Hace falta más verdad

La principal condición para que el proceso soberanista siga adelante es añadirle verdad. Y por verdad entiendo el reconocimiento franco de las dificultades presentes y futuras que debe superar si quiere mantener el colosal desafío que hemos planteado tanto al Estado español como a la propia sociedad catalana. Resalto que no he dicho ‘la verdad’, y menos ‘mi verdad’. Hay tantas verdades como diversas son las perspectivas, las prisas o las expectativas que cada uno asocia al final del camino. Pero ahora ya no podemos fiar todo al entusiasmo colectivo y sería irresponsable ocultar la magnitud de los obstáculos por miedo a desilusionarnos. Es un combate que no se ganará con arrogancia sino con inteligencia. Y si ya se ha hecho frente a los miedos que venían de fuera, ahora hay que superar los propios miedos, los que se originan en el corazón del mismo movimiento independentista, y que son los más peligrosos.
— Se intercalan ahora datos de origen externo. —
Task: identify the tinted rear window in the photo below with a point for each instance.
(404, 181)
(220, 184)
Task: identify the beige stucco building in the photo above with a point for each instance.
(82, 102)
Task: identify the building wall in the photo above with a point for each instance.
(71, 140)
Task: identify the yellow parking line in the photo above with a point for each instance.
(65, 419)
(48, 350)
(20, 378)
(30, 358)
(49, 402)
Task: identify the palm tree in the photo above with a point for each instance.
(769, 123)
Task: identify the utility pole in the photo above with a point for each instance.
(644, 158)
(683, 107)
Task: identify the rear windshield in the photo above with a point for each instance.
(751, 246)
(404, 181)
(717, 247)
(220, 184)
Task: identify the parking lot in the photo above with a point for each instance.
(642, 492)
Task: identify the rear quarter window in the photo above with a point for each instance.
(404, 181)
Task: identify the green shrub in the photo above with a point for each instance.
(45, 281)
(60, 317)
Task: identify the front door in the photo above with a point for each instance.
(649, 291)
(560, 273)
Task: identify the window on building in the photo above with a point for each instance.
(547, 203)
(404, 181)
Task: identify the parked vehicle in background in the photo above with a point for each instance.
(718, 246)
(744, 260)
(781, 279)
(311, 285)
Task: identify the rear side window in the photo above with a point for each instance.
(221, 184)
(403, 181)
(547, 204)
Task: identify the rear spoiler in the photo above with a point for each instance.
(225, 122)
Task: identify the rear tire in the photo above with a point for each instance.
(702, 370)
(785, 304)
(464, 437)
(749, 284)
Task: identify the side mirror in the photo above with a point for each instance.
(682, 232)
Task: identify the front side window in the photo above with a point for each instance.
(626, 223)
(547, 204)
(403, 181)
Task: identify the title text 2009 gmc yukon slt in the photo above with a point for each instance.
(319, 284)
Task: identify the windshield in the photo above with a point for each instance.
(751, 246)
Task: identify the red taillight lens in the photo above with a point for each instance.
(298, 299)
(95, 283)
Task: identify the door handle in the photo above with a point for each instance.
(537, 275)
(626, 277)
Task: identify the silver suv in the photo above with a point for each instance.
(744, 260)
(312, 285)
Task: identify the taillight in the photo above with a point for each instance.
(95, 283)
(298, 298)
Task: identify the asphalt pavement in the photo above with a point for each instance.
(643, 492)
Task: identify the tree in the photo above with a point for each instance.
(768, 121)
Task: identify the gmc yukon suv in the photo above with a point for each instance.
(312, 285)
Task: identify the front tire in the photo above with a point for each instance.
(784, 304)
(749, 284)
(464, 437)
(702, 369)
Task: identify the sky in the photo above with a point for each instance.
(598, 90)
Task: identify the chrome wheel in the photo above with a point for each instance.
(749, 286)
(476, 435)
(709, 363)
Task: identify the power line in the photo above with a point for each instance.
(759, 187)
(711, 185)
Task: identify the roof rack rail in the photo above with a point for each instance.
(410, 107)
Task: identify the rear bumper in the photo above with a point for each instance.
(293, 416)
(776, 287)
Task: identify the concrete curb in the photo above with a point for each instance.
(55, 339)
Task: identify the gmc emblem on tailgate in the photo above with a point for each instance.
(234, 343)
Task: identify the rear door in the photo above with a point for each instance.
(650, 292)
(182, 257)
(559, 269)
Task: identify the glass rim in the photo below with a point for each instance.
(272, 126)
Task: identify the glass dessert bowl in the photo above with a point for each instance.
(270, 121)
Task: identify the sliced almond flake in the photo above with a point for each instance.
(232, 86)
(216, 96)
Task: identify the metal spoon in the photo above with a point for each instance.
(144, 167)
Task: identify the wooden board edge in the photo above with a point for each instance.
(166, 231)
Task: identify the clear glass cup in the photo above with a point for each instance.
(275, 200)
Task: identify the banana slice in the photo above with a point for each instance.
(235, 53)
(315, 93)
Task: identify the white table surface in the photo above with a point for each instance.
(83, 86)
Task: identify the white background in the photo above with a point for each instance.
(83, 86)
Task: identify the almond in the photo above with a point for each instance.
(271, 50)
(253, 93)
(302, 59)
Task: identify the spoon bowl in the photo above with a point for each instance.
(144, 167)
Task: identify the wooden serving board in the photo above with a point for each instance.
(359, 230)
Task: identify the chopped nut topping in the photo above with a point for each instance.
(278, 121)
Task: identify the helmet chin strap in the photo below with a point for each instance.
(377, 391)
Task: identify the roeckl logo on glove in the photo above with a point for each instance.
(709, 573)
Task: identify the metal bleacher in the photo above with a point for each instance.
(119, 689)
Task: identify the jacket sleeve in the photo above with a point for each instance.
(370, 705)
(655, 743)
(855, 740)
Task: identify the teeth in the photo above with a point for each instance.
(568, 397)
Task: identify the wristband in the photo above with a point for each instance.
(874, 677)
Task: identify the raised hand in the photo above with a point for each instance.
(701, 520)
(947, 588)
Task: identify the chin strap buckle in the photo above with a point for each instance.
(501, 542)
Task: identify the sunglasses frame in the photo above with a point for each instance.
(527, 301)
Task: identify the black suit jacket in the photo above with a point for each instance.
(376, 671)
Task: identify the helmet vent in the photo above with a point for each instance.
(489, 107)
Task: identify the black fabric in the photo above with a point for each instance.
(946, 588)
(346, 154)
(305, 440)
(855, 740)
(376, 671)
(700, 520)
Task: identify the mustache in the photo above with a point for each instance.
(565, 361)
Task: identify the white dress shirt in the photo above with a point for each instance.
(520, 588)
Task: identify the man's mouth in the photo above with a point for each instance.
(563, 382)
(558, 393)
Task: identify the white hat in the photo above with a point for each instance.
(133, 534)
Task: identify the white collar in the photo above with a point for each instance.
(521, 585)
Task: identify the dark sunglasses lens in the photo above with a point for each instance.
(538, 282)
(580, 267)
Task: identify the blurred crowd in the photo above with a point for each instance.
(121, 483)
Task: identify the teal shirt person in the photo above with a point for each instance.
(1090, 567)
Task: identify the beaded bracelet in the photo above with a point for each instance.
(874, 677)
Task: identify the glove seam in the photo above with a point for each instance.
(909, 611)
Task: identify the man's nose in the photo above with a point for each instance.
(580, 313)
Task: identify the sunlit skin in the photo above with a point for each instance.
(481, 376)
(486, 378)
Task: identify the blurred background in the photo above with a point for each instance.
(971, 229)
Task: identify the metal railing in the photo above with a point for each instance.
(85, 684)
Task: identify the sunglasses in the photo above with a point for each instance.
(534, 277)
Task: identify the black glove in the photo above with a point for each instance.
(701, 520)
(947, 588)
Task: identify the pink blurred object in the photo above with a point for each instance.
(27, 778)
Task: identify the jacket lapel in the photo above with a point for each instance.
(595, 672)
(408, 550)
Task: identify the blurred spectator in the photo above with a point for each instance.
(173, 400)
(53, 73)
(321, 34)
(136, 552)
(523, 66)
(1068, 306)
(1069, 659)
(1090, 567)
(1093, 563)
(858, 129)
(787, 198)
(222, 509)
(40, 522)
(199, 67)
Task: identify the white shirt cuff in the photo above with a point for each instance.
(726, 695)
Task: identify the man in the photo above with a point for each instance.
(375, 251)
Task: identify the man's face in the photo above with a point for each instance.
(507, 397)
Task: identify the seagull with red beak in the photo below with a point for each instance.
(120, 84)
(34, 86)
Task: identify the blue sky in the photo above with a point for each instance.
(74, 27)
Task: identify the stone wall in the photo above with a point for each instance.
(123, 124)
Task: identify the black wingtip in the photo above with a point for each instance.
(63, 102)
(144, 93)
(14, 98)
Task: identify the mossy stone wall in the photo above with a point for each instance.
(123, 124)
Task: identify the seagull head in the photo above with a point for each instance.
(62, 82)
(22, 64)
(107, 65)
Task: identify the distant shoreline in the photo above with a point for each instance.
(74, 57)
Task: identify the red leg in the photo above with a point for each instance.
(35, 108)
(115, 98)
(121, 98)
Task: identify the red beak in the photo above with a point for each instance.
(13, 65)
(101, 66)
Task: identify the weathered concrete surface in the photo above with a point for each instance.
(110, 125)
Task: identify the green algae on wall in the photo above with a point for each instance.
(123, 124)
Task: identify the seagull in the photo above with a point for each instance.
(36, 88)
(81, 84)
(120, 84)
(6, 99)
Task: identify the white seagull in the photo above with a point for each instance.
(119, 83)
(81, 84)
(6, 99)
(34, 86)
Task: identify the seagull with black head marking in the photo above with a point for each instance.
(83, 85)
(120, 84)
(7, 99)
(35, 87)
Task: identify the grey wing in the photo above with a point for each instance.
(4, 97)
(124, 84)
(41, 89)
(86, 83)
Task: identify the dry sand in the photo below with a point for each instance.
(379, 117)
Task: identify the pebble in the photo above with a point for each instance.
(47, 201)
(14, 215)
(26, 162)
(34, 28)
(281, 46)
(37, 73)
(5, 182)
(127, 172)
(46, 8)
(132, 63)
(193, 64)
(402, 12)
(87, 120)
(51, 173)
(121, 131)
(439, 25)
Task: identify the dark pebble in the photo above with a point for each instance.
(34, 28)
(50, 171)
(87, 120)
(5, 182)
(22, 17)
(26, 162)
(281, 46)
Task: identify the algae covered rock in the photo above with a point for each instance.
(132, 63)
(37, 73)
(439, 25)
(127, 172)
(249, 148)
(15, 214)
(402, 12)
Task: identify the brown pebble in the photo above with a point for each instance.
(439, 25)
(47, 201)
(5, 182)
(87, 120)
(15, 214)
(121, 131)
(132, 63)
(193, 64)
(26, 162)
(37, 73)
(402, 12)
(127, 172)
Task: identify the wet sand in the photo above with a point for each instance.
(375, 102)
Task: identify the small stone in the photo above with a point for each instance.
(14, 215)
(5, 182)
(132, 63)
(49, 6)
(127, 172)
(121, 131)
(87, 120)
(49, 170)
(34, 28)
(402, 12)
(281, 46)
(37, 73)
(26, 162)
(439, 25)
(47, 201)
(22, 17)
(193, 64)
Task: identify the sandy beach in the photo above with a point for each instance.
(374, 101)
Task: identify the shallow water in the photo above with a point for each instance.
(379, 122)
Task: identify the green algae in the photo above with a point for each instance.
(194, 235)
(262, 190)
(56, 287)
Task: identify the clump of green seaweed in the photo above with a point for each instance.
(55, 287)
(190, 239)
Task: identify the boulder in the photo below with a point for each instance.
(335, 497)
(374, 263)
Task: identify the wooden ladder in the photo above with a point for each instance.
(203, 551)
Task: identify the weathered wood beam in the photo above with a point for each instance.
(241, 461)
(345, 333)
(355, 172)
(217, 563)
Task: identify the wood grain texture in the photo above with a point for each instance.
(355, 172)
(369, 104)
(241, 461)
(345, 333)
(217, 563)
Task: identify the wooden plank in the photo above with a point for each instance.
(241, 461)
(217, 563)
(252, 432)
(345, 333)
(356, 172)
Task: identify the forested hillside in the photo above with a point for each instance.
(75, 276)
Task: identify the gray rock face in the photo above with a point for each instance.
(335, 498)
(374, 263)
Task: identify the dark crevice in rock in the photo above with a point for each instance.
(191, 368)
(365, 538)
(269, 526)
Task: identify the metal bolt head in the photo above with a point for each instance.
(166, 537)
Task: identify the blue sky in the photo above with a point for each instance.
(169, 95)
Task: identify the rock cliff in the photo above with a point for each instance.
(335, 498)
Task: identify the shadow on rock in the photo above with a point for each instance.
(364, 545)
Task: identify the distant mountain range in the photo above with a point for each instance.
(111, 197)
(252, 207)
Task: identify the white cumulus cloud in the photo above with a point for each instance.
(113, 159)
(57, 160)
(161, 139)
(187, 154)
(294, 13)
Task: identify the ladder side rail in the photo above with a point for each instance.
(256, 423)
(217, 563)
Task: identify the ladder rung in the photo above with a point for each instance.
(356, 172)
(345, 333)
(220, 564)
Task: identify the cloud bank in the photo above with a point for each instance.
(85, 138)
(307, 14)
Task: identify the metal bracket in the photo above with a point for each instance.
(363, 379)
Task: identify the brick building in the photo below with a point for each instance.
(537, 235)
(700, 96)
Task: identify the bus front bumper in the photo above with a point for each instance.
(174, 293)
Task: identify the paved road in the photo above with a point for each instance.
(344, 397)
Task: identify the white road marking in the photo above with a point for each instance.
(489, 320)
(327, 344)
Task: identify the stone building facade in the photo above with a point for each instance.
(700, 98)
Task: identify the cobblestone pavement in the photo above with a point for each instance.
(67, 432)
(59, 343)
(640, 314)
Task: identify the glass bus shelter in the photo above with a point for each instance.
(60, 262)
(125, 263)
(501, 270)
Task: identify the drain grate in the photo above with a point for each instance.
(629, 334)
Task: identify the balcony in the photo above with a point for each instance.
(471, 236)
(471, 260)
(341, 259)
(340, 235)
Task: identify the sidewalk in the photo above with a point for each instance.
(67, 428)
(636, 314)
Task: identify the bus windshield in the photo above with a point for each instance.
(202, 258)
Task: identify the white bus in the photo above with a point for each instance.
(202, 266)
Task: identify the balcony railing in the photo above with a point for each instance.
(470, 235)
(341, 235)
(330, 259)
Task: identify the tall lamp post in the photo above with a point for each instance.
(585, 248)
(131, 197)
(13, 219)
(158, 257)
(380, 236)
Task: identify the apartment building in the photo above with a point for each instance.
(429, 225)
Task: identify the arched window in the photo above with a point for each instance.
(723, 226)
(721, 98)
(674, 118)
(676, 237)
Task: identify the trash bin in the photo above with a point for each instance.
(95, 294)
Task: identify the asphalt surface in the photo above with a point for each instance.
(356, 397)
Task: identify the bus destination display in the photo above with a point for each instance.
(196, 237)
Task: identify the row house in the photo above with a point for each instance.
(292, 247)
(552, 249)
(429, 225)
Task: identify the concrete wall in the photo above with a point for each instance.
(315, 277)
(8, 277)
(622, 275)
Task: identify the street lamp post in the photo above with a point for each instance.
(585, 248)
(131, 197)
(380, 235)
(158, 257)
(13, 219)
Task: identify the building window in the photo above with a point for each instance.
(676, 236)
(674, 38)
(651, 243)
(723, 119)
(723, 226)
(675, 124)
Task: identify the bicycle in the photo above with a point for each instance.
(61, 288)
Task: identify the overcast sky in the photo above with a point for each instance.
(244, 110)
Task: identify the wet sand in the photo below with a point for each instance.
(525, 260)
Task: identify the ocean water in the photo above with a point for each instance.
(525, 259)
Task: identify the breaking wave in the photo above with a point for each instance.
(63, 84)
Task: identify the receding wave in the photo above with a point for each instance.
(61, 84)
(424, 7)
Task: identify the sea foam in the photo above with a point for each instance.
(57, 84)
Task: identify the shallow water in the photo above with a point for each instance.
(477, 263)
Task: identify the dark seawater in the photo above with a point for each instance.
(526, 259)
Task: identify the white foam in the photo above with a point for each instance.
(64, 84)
Y el primero que hay que reconocer, sin excusas, es que la independencia necesita más apoyo, porque con el actual vamos cortos. El avance que ha hecho el independentismo en diez años es impresionante. Y no se puede cuestionar la valiosa victoria del 27-S, lograda en condiciones extremadamente adversas, que permite que el Parlamento y el Gobierno sigan avanzando en el proyecto. Pero no es suficiente para terminarlo. Conviene analizar por qué del 9-N de 2014 al 27-S de 2015 no se ha seguido creciendo como se esperaba. O por qué antiguos votantes de ERC o de CDC se decantaron por la CUP y dejaron a Juntos por el Sí a un diputado de poder hacer gobierno. Y no se pueden cometer errores de estrategia: ni en cuanto a la velocidad, ni en el orden de las decisiones a tomar.

Hace falta verdad, también, en la previsión de las dificultades internas que se producirán cuando debatamos sobre el modelo de país y tengamos que distinguir entre lo que es deseable, lo que es necesario y, sobre todo, lo que es posible. Hacer un país nuevo debe permitir cambios imposibles en el actual Estado español. Pero el nuevo país no es una hoja en blanco donde se puede escribir cualquier cosa. Decidir cómo gestionamos la complejidad lingüística, si nos mantenemos en la UE o cómo asumimos las responsabilidades exigibles en Defensa es un asunto de una gran complejidad técnica y política que no se puede tratar alegremente ni se puede aplazar más si queremos más adhesiones. Claro y neto: la República Catalana no satisfará todos los deseos particulares ni todas las aspiraciones colectivas.

Y, ahora mismo, hace falta toda la verdad sobre las dificultades para hacer gobierno. Las condiciones que pone la CUP, más allá del veto al presidente Mas, nos alejan dramáticamente de la independencia. Se quiere obligar a meter el clavo de la formación de gobierno por la cabeza de imponer un modelo de país que ni tiene un apoyo mayoritario ni es viable. Se impone una confrontación directa e inmediata con el Estado que no se puede ganar. Y si se está dispuesto a hacer todo tipo de piruetas porque se teme el posible resultado de unas nuevas elecciones en marzo, será que no se tiene suficiente confianza en la consistencia de la propia fuerza.

Si nos hemos dicho que era la sociedad civil quien había llevado la iniciativa, los difíciles equilibrios que ahora se viven en el plano político institucional también los ha determinado esta misma sociedad civil, que ha actuado con candidez. No habernos dicho toda la verdad ha hecho pensar que más que la prudencia lo que había que premiar electoralmente era la temeridad. Que nosotros poníamos la sonrisa, y que los políticos ya enseñarían los dientes. Pero la radicalidad y la fuerza del soberanismo nos la ha dado, paradójicamente, la moderación y la fragilidad de las voluntades que se han añadido a última hora. La victoria no la obtendremos por la intransigencia de los primeros incondicionales, sino por la confianza serena de los últimos que se apunten a la causa de la libertad.